Using intrinsics is not for everyone, and I think they should only be used if we cannot get a compiler to produce the code for us automatically. Solutions written in C/C++/Fortran that compile to efficient code are more portable and run on future hardware without needing new tuning. Increasingly, compilers are up to the task of vectorization, provided that we guide it around limitations in C/C++/Fortran. But, intrinsics give an alternative and allow for some clever programming too.
If you’ve not looked at intrinsics before, hopefully my little teaching program will inspire you give it a try. Feel free to start with the teaching program, and I do recommend Intel’s online guide for intrinsics very highly.
Summary
Intel Xeon Phi processors are remarkable x86 devices – featuring up to 72 x86 cores, and including numerous design features to allow very high performance usage as building blocks for the world’s most powerful supercomputers. Use of the Intel AVX-512 instruction set is vital to reaching the highest performance levels with the Intel Xeon Phi processor.
This is the fourth in a series of articles about Knights Landing. I started with an overview in “Intel Xeon Phi processor Programming in a Nutshell” of how to approach the second generation Intel® Xeon Phi™ processor often referred to as Knights Landing, followed by “Intel Xeon Phi Memory Mode Programming (MCDRAM) in a Nutshell” plus “Intel Xeon Phi Cluster Mode Programming (and interactions with memory modes) in a Nutshell.” Future articles will ponder other aspects of using Intel Xeon Phi processors.

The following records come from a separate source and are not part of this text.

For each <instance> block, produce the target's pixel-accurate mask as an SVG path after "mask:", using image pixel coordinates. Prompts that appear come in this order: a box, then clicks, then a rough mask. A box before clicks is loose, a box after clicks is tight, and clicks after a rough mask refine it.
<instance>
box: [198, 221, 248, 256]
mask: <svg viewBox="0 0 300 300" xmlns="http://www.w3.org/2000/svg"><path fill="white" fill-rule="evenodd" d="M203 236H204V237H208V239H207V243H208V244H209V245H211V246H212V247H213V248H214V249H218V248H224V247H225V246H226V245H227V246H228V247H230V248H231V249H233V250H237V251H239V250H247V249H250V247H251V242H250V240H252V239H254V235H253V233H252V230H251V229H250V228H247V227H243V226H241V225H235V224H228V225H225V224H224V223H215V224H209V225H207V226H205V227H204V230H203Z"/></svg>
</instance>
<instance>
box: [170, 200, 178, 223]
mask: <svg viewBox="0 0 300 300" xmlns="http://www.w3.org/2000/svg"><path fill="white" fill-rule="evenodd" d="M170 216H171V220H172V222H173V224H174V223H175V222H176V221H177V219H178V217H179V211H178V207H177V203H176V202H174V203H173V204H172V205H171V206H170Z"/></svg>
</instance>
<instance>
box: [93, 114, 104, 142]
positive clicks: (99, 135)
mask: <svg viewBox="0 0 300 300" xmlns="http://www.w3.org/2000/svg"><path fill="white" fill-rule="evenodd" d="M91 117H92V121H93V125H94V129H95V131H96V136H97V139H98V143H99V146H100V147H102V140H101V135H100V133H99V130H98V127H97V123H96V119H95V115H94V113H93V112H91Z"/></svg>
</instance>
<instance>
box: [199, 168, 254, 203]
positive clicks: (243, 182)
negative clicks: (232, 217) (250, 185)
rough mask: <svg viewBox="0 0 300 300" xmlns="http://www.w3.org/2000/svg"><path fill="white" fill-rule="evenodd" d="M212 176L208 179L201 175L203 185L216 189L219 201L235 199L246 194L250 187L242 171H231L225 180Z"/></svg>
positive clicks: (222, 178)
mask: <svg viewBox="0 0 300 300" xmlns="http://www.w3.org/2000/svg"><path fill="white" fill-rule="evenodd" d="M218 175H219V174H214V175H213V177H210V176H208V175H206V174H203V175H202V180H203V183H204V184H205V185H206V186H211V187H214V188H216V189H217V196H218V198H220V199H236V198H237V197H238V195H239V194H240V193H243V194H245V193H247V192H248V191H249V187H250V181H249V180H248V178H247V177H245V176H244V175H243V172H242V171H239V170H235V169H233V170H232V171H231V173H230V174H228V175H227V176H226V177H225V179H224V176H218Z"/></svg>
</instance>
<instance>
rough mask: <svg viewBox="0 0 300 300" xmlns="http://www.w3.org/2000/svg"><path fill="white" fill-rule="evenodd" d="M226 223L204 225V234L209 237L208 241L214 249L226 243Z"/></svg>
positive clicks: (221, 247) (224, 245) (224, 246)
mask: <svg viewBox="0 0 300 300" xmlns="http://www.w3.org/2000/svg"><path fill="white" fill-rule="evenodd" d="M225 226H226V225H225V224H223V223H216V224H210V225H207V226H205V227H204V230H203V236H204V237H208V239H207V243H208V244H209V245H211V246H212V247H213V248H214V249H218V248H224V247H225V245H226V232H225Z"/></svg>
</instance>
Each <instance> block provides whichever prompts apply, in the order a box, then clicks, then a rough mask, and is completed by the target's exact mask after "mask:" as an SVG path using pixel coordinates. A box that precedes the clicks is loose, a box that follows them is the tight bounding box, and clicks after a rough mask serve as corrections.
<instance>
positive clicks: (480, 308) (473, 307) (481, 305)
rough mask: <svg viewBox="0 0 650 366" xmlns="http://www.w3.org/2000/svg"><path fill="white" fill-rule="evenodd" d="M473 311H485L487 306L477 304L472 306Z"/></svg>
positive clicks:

Sign up for our insideHPC Newsletter
do you have this in Fortran, please?
Sadly, there is no support for SIMD intrinsics in Fortran compilers. An Intel engineer wrote “The SIMD intrinsic functions that are available to C and C++ developers do not have a corresponding Fortran interface, and in any case require a great deal of programming effort and introduce an undesirable architecture dependence.” His article outlines options in Fortran: https://software.intel.com/en-us/articles/explicit-vector-programming-in-fortran
I would add one to his list: put code needing intrinsics into a C file, compile and link with it. Trust me – I know this is not optimal for a Fortran code – but it is the best that I know of if you want to use intrinsics from Fortran.